On the heels of the American Energy Alliance’s recent advertisement hammering the White House on climbing gas prices, Obama super PAC Priorities USA Action released its own web ad decrying the profits of the oil and gas industry. The Democratic National Committee released a nearly indistinguishable web spot of its own, a segment dramatically titled “Remember” that tries to paint Obama as some sort of environmental crusader. The gist of both videos is the usual refrain from Obama on domestic energy: Oil companies are making a profit off higher gas prices and all they care about is maintaining their “special” tax breaks. Meanwhile Obama has a solution, if only the GOP would heed him: “alternative” energy.

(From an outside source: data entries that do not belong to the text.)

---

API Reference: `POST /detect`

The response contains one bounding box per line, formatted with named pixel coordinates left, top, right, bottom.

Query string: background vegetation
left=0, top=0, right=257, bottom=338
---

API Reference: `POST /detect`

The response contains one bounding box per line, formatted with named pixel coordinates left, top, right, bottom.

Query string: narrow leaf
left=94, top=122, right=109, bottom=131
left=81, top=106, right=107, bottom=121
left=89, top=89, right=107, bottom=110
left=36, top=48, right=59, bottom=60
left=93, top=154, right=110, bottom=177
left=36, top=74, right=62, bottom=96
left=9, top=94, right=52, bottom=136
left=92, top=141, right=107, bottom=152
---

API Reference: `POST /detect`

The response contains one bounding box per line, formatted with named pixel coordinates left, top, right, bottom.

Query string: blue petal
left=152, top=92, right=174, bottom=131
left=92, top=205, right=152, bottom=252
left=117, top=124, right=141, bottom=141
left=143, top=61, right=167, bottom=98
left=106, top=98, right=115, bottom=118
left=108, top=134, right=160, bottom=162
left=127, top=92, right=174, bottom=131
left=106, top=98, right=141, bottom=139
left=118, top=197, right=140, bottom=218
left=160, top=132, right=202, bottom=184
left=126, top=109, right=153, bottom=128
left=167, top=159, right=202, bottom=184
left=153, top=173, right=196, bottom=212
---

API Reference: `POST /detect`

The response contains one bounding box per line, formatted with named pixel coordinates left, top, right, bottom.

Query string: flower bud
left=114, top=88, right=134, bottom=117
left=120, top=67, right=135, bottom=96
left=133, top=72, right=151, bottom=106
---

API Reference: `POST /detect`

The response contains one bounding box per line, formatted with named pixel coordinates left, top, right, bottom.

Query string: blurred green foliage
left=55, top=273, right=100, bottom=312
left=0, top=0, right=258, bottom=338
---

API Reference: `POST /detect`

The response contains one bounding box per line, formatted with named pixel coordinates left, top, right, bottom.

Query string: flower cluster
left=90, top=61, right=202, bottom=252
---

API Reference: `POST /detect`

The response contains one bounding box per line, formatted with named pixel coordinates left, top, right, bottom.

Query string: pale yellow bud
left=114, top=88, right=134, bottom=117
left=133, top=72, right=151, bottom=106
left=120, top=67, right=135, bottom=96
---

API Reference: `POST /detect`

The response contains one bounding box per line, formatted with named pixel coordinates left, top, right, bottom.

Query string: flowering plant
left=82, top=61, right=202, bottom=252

Choosing now to swat at the American Energy Alliance with this much vigor is revealing of the Obama camp’s schizophrenic state of mind. The president is worried, and he ought to be: This administration’s favoritism of “green” technologies has cost the U.S. taxpayer billions of dollars and the chance to create hundreds of thousands of jobs. The White House’s attempt at redirecting the finger of blame for high gas costs is merely a transparent bid at shoring up popularity in an election year. For all their speaking-tour publicity stunts and crisis-management scrambling, Obama’s lackeys are finding they can’t shield the president's Achilles heel of rising gasoline prices.

This couldn’t have been made clearer than it was late last month. Following the delivery of what Obama probably imagined was a rousing and inspiring presidential speech in the Rose Garden about the need to eliminate tax deductions for “Big Oil” and spend more on “clean” energy, the Senate rejected both these ideas in a 51-47 vote. How our president can equate pouring more money down the black hole of “renewables” with “stand[ing] with the American people,” as he did during his Rose Garden talk, is anybody’s guess. Perhaps he thinks the Solyndra scandal wasn’t all that well covered by the mainstream media after all, or that a population with nearly 13 million unemployed has just decided to go ahead and make its peace with $4-a-gallon gas.

Whatever the president’s reasoning, it’s faulty – and damagingly so. Priorities USA Action can produce all the misleading propaganda it wants, complete with horror-movie music overlays, but the fact remains the United States is energy-rich and doesn’t need to be throwing good money after bad. At current rates of consumption the United States has as much as 200 years’ worth of recoverable oil. But our natural resources will never reach their full potential as this administration continues its undue fascination with non-viable wind and solar technologies – at the expense of proven, reliable and affordable energy. In fact, sounder federal energy policy in general could create an additional 1.4 million jobs by 2030, according to analysis by consulting firm Wood Mackenzie.

There’s a reason Obama’s reelection team is expending so much effort to battle the new AEA ad. On energy, Obama’s losing. And everyone knows it.